“There’s no reason to delay anymore,” Rep. Bill Pascrell (D-N.J.) said in an interview. “In fact, there’s every reason to act now.”
As chairman of the House Ways and Means Committee, Rep. Richard Neal (D-Mass.) can ask the U.S. Treasury Department for anyone’s tax information. But Neal has said moving quickly would be a mistake, and House Speaker Nancy Pelosi (D-Calif.) has backed him.
Pascrell is a senior member of Ways and Means and has supported Neal’s approach until now.
At first, Neal said his staff was drafting the request “methodically.” More recently, he said he wanted to wait until the Justice Department’s independent special counsel, Robert Mueller, finished his investigation into whether Trump’s presidential campaign colluded with the Russian government. But nobody knows when the investigation will end.
“I don’t believe we should wait for the Mueller report, with all respect to the chairman, who I trust,” Pascrell said.
After this story published, Neal said Thursday that Pascrell called him and “said to me on the phone I was handling it the right way.”
A Pelosi spokesperson did not immediately respond to requests for comment.
Trump broke decades of precedent by not disclosing his personal tax information when he ran for president in 2016. Tax returns can show how much money a person makes, how they make it and how much tax they pay.
Trump’s former personal attorney Michael Cohen testified Wednesday before the House oversight committee that Trump manipulated the value of his assets for advantageous tax treatment. He also said that Trump reimbursed him for hush money payments made during the presidential campaign to a woman who claimed she’d had an affair with Trump.
“If Trump wrote these payments off as a business expense, that would constitute fraud and his returns would show that,” Pascrell said.
Pascrell previously pestered the committee’s Republican leaders about the tax returns, which they refused to request, arguing it would be an abuse of power ― even though Republicans themselves used the same power to obtain and disclose private tax information in 2014 during its investigation of the IRS’ treatment of conservative groups.

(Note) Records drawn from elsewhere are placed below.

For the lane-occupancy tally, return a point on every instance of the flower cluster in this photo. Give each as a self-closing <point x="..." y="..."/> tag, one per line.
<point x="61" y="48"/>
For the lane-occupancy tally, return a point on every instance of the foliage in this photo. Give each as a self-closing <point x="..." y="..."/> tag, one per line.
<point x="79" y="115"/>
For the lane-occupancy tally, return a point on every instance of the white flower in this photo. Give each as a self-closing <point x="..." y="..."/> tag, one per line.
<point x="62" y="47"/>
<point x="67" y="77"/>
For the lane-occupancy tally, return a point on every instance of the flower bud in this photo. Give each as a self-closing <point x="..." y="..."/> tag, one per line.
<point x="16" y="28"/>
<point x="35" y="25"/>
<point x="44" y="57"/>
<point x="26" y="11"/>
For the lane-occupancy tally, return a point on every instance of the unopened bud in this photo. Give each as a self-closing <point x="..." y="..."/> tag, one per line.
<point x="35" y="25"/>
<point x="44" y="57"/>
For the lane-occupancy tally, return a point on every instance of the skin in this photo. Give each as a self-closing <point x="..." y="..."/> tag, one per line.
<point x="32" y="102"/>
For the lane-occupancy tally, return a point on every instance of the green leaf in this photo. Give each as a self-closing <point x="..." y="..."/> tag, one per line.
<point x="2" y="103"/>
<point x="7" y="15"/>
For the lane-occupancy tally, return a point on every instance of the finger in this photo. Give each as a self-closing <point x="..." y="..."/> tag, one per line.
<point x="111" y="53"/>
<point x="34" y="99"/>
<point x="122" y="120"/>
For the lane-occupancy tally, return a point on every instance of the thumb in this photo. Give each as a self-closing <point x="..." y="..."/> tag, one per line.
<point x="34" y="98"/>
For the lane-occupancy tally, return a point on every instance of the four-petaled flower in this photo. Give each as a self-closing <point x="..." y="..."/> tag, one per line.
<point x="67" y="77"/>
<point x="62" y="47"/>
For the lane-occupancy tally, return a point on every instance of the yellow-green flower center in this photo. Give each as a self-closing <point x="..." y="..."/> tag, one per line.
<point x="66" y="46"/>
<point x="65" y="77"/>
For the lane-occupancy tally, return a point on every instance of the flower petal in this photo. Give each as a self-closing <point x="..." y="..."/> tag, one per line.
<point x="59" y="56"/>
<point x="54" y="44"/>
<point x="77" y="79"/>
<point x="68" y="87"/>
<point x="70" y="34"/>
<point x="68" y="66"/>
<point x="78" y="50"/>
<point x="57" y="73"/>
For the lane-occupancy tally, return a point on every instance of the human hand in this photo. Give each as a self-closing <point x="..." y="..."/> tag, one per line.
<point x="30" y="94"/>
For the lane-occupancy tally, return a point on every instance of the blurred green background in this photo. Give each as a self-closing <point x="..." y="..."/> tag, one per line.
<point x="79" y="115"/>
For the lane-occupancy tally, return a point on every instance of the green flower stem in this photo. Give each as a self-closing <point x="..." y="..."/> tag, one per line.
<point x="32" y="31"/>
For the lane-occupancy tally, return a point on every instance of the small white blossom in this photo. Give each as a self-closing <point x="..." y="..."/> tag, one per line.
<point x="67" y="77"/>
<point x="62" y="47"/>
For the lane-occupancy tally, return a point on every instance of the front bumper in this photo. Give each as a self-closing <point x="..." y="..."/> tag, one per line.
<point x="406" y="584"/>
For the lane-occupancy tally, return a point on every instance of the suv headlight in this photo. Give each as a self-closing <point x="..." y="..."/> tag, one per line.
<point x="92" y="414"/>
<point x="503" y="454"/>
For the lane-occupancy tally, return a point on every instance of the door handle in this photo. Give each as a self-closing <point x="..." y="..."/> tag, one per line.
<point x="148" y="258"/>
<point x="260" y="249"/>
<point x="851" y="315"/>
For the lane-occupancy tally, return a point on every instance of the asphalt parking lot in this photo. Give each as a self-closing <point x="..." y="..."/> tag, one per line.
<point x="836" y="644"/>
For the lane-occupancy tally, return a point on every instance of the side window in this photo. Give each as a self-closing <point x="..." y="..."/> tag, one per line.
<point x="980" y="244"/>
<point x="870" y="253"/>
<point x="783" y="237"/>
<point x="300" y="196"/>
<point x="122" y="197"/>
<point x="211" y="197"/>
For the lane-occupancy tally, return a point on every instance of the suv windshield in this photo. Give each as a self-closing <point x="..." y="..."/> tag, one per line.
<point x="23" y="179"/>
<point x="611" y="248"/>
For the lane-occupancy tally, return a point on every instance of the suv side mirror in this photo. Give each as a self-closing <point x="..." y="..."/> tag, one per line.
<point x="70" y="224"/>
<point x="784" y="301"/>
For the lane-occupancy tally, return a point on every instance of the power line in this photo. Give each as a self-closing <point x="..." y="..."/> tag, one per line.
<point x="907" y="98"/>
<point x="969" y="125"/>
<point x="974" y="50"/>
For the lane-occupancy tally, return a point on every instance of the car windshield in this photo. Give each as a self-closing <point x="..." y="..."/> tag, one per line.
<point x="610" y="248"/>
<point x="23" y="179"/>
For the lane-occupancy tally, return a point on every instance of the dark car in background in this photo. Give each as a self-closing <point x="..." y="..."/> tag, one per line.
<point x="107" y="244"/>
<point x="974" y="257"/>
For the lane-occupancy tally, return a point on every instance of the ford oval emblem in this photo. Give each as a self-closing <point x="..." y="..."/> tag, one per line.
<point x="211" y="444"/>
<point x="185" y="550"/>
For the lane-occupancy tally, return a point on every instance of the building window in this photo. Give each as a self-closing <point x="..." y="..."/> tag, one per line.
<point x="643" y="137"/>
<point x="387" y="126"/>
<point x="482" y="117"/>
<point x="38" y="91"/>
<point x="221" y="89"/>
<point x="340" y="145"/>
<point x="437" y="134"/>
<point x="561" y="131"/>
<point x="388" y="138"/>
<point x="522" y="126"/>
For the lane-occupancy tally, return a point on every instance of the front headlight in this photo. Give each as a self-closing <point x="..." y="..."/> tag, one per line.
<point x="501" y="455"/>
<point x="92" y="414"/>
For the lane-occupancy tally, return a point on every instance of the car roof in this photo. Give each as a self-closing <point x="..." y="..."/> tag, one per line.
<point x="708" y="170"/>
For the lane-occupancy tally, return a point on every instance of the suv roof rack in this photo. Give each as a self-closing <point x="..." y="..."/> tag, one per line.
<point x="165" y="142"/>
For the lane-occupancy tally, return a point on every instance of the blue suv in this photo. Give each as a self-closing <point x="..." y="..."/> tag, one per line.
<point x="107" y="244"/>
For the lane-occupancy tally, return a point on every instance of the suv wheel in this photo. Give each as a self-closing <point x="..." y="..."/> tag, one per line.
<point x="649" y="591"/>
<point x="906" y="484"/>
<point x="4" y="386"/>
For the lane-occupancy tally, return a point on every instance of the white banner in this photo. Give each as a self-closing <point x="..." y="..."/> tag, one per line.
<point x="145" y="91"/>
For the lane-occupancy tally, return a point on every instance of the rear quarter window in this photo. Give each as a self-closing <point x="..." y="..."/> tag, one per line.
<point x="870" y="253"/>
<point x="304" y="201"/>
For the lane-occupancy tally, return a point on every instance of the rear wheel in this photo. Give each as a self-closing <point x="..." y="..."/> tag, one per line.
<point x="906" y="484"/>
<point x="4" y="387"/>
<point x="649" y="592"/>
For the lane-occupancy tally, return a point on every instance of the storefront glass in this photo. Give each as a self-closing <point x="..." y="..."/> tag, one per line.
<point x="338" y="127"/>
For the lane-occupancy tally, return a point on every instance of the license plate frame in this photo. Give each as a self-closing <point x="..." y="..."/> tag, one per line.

Federal law says the chairs of certain committees, including Ways and Means, can ask for copies of any taxpayer’s returns and that the treasury secretary “shall furnish such committee with any return or return information” specified in the request. The law dates to the 1920s and is designed to be a way for Congress to check corruption in the executive branch.
Treasury spokespeople have said the department will review any requests “for legality,” strongly hinting the department would start an unprecedented court battle.
Outside groups and more progressive members of the House Democratic caucus have pushed Neal to act, arguing among other things that the longer he waits, the longer it will take to win the court battle.
“All it takes is writing a letter, putting a stamp on it,” Pascrell said. “I’ll deliver it myself. I volunteer.”
This story has been updated to include comment from Neal.